The subject being discussed was Worldgroup software. Here’s some excerpts from the letter, stripped of identifying details for obvious reasons.
HI Jason, I saw the BBS Documentary and have used Textfiles as a resource for some of the material I have on my own BBS. There was something not mentioned in the movie, which should have been mentioned about the underground movements to bring WG BBS and its games back online. There are two camps which are divided. One is led by the majorbbs restoration project, which is called the legit ones. They are not gaining, but they are
very valuable to gain resources from. The other is the editors and hackers who understand the code and work with it make their own individual boards, mostly to host majormud, but some are starting to run full BBS systems again. This group has made allot of gains and has an extremely strong following with some boards having over 60 people logged in at one time.
I am one of those in the editing/hacking group who has a full running BBS, as well as a handful of others. I am helping on a daily basis now to help people set boards up and get them off the ground. These boards mostly sponsor majormud, farwest, tradewars as well as a few other games. Some of these boards are full ANSI and very graphical while others are plain stock look. However, each have their own personality based on who
plays on them and with the custom edits within their majormud.
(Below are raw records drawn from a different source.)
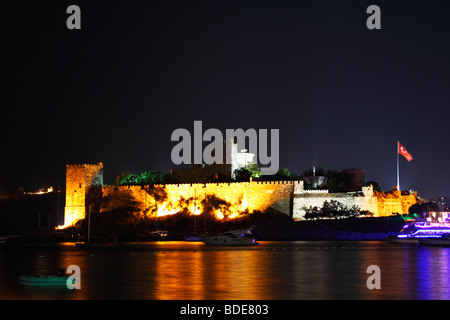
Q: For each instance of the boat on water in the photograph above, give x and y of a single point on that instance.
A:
(195, 237)
(412, 233)
(232, 238)
(443, 241)
(45, 280)
(158, 235)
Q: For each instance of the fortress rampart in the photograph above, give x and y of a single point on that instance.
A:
(288, 197)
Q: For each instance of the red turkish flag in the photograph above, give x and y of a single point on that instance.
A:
(403, 152)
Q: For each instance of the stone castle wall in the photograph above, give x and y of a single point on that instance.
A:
(251, 196)
(288, 197)
(79, 177)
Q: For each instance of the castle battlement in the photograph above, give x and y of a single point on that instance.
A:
(288, 197)
(84, 165)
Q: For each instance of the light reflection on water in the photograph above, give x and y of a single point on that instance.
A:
(274, 270)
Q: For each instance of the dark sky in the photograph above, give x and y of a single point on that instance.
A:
(114, 91)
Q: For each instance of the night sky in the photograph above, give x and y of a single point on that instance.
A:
(114, 91)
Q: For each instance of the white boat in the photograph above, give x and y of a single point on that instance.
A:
(232, 238)
(194, 237)
(443, 241)
(412, 233)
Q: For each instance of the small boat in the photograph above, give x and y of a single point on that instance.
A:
(158, 235)
(89, 245)
(232, 238)
(195, 237)
(44, 280)
(412, 233)
(443, 241)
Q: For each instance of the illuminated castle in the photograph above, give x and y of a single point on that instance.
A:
(79, 178)
(288, 197)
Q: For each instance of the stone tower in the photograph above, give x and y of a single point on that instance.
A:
(79, 178)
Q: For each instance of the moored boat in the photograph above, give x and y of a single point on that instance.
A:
(195, 237)
(443, 241)
(44, 280)
(412, 233)
(232, 238)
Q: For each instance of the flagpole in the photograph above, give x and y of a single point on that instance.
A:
(398, 174)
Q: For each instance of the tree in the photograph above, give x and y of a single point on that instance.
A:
(333, 209)
(127, 178)
(151, 177)
(121, 210)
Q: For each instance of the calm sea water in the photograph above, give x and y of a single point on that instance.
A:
(273, 270)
These boards are starting to turn into full running Free-BBS systems.
Unfortunately those on both sides of the aisle are split, with the people who want to keep everything stock are void of users or a following but have the software versus those who know how to edit and hack that have a very strong following and very strong user base. The same cannot be said for other BBS systems. Synchronet Wildcat, GAP, as well as many others have fallen by the wayside. To top this off the text game community itself is splitting due to the introduction of using GMUD to now handle software that was intended for use with WG.
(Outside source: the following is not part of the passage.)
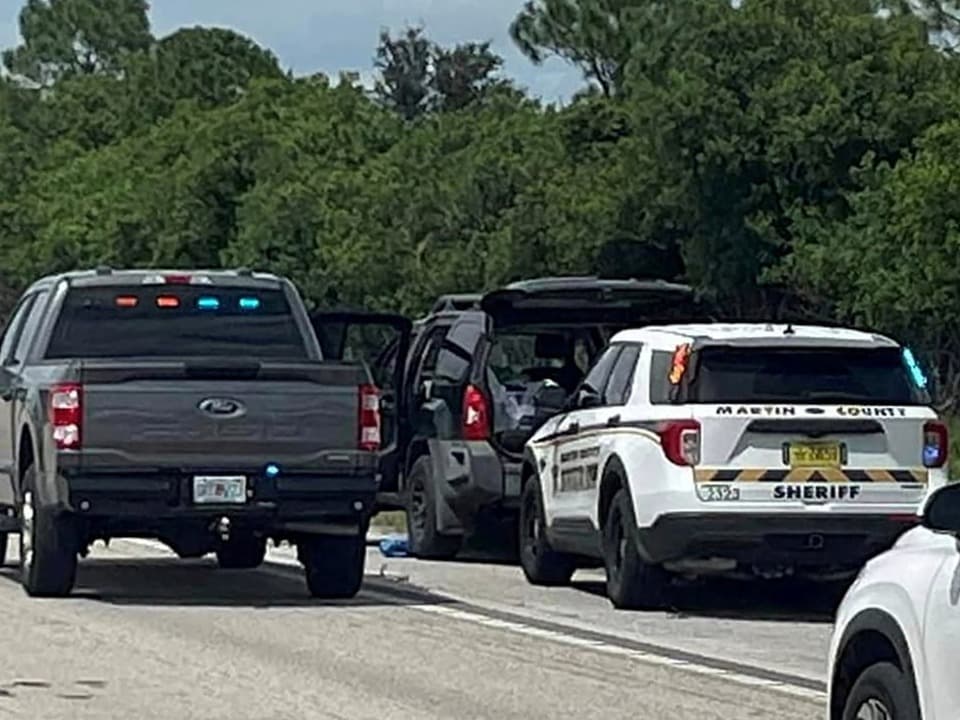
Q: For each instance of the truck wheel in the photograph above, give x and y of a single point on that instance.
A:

In many aspects the WG BBS community has lost a lot due to METRO Entertainment’s failure to produce and live up to its promises to the majormud community. This has causes a quick collapse in so called Legit BBS’s. However, it created a spark which is igniting flames in the hackers’ community because they are moving forward with everything Metro and Worldgroupware has failed to produce and promise.
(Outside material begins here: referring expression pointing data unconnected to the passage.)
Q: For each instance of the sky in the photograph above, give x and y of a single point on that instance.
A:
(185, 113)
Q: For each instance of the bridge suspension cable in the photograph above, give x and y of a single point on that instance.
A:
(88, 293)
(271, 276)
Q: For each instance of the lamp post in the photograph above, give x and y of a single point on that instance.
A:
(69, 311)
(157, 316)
I can’t speak to the accuracy of this characterization, but I can say that the whole situation does interest me.
Naturally, a question that comes to mind is who the fuck cares? but that’s a question that comes from anyone observing something they don’t particularly care about. Since everyone involved in this is involved, basically, in BBS culture and outcroppings of that culture, it’s easy for someone not involved in said culture to wonder what the big huzzah is about and why any amount of this would have people at each other’s throats, or, as the case may be, emotionally disoriented over the actions of people who are basically the same.
Oh, but we’re so good at this, this quibbling over minor points, and turning them into distinct battles, and “camps”, and “parties”. I’ve seen it in many different places, and events, and so I think it’s just part of the territory, and perhaps it’s a landmine that an open heart and mind might be able to avoid. Or not.
We long passed the line where some people consider themselves keepers or at least big fans of the Legacy of certain pieces of software. The idea, perhaps strange if you’re thinking of these things as mere code, is that there is a mythos or honor or any of a dozen aspects of this software that should be kept alive, improved on, or at least not ruined by the march of time, commercialism, or obsolescence. I know that the default reaction by people when they see something important or influential in previous years presented in sequel or new version format is oh no, and this reaction has been justifiably earned many, many times. This is frequently the case with movies, but I’ve seen it happen with games, parks, logos, cars, and candy. We think of change as an assault, and we think of needless change as an insult. And yet, none of these things are “ours” in the sense of ownership. It’s an interesting situation.
So here we see a case where there are still active, commercial maintainers of software and another set of people who think this software is being wrongly trapped and maintained, like a hostage or an abused child. Matters have been taken into their own hands by some, while others feel they can’t legally or morally interfere, as much as they might not agree with the direction.
The problem is inherent, involved, and, ultimately, intractable. I watch from afar and observe the fireworks, and am glad, at least, that in some realms the BBS fire burns.